We believe that as European economies work through depressed levels of production, struggle with rising unemployment and decreased appetite for exports from their main trading partner (Eurozone), governments that over-extend their balance sheets (budget balances) with debt, will see greater tightening of credit, which will push out growth for countries like Italy. This point is supplemented by data from FactSet that shows General Government Debt as a percent of 2008 GDP stands at 105.8% for Italy, compared to 65.9% for Germany and 68.1% for France.  

We continue to have our Eye on the credit markets. Today Italy sold 9.5 Billion Euros of government securities.  To date the Italian credit rating has not been downgraded, unlike its peers Spain, Ireland, and Portugal, yet the chart below of the German vs. Italian 10Y Treasuries clearly shows there is a risk premium in owning Italian debt. The 120 basis point premium over German and US bonds demanded by investors for the 2 and 10 year paper issued today does not bode well for future refinancing on public debt -which  currently stands at over 100% of GDP -a higher leverage ratio than Germany, France, Spain or the UK.    

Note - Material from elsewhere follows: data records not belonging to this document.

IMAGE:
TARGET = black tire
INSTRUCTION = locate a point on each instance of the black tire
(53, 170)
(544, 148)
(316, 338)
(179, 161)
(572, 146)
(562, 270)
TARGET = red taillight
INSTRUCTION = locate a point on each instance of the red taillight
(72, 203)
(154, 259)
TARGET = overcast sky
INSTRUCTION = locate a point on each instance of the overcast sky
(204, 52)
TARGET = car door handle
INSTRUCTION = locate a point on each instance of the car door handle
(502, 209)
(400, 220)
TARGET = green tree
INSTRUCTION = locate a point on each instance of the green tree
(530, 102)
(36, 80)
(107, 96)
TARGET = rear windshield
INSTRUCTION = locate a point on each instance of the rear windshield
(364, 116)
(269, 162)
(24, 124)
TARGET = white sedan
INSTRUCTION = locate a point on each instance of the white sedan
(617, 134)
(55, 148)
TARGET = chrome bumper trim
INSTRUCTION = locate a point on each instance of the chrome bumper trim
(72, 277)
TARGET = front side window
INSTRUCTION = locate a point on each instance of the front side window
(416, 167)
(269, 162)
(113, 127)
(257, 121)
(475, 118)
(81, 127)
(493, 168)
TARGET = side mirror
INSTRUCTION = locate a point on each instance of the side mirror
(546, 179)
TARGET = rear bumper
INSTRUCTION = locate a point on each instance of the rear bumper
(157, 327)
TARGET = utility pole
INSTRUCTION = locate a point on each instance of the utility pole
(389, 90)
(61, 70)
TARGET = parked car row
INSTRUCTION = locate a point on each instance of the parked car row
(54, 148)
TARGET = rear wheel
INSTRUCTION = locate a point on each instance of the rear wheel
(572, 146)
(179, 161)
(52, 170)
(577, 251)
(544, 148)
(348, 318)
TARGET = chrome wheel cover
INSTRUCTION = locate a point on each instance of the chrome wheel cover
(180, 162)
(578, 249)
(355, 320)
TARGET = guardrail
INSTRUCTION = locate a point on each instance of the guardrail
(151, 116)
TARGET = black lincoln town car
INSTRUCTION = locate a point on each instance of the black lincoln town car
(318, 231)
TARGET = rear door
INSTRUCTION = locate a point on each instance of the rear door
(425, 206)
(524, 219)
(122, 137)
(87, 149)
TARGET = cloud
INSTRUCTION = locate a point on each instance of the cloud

From a fundamental basis, Berlusconi passed a 2 Billion Euro economic stimulus package in February to aid Europe's third largest economy, which is forecast to contract 5.3% this year by the OECD, a downward revision from a March estimate of -4.3%. Italian CPI came in at 0.8% in May (the lowest in 40 years), down from a target level of inflation of 3.5%, said EuroStat. The contraction will benefit consumers, but indicates the level of contraction the country is feeling. Compared to the Eurozone CPI average of 0.0%, it's a call-out that Italian inflation is running higher. Recently we've seen improved Italian business and consumer confidence reading in June, yet the surveys are forward looking and may be overly optimistic for the next 6 months. Q1 unemployment rose to 7.3% from 7% in the previous quarter, according to the Istat statistics office, with forecasts of 9% late this year and next. We expect sentiment to tick downwards as unemployment rises and predict very modest growth for Italy next year.